Your description of CISA is the one that is straight up dishonest.

I'm not sure who you're arguing with. Are there people advocating for CISA by saying it's only about metadata? I'm not one of those people.
I'm arguing with your lies that the only thing CISA exempts from disclosure are "compromised account names and passwords".
You write that as if my comment isn't right there for everyone to read. That's obviously not what I said.

I even took the time, elsewhere on the thread, to summarize all the different classes of data that CISA deems "indicators":

https://news.ycombinator.com/item?id=10454172

they're referring to Sec 4 (d) (4) (b)

Also 5 (d) (3) (a) and (b) which exempts "Cyber threat indicators and defensive measures provided to the Federal Government under this Act".

Right. Same deal, right? They're simply saying that raw indicators are exempt from FOIA, and, of course, they'd have to be.
So I guess the serious (and it is serious) question is this. If I can't FOIA for security indicators, or defensive measures, then how could I ever know that they included illegal or illegitimate information about me?
You can FOIA for records the government keeps in the management of indicators from different companies; the only thing excluded is the indicators themselves. Again: how could it be otherwise?
So, in reality, if I suspected that there was some privacy breach with regards to the transfer of information, I could not prove it. This means that I would have no standing in court (no proof of injury means no standing). This seems problematic, and worthy of examining the privacy implications (or at least discussing them)

how could it be otherwise?

Allow FOIA, and use the existing exemptions for classified material if the information is actually classified. This would mean that breaches of privacy could be found when non-classified information is present.

There seems to be concentration on "indicators" being username/passwords, etc.

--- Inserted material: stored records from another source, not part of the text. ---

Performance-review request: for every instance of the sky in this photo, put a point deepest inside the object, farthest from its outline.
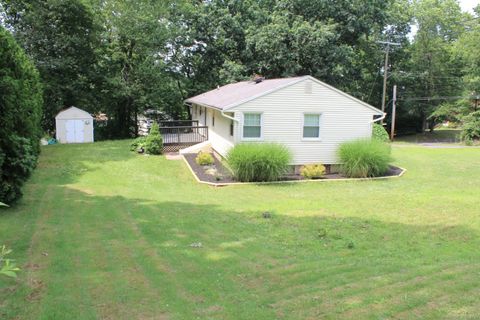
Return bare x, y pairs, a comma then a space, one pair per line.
468, 5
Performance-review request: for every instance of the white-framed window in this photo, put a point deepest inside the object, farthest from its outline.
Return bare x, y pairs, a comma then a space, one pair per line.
252, 125
311, 126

However, Sec 2 (6) (G) is "any other attribute of a cybersecurity threat, if disclosure of such attribute is not otherwise prohibited by law;". That's basically anything since cybersecurity threat is defined as "means _an action_ ... on or through an information system that _may_ result in an unauthorized effort ...". That seems to be a rather large hole.

I think a U.S. citizen can file a request for records about themself via the Privacy Act. As I understand it, FOIA allows anyone to ask for anything; Privacy Act allows one person to ask for information about themselves.

I don't know if CISA also prevents Privacy Act requests, or if it only applies to FOIA.

Theoretically, companies using CISA would anonymize personally identifiable information before sharing to the government. An IP address, for example, is probably not PII (as millions of people have pointed out in the context of digital piracy lawsuits). I doubt one could file a Privacy Act request just based on an IP address.

It specifically mentions "552(b)(3)(B) of title 5" which is the FOIA statute. No mention of the privacy act.
It will be pointless because it is going to happen.

American: Home of the safe and the surveilled.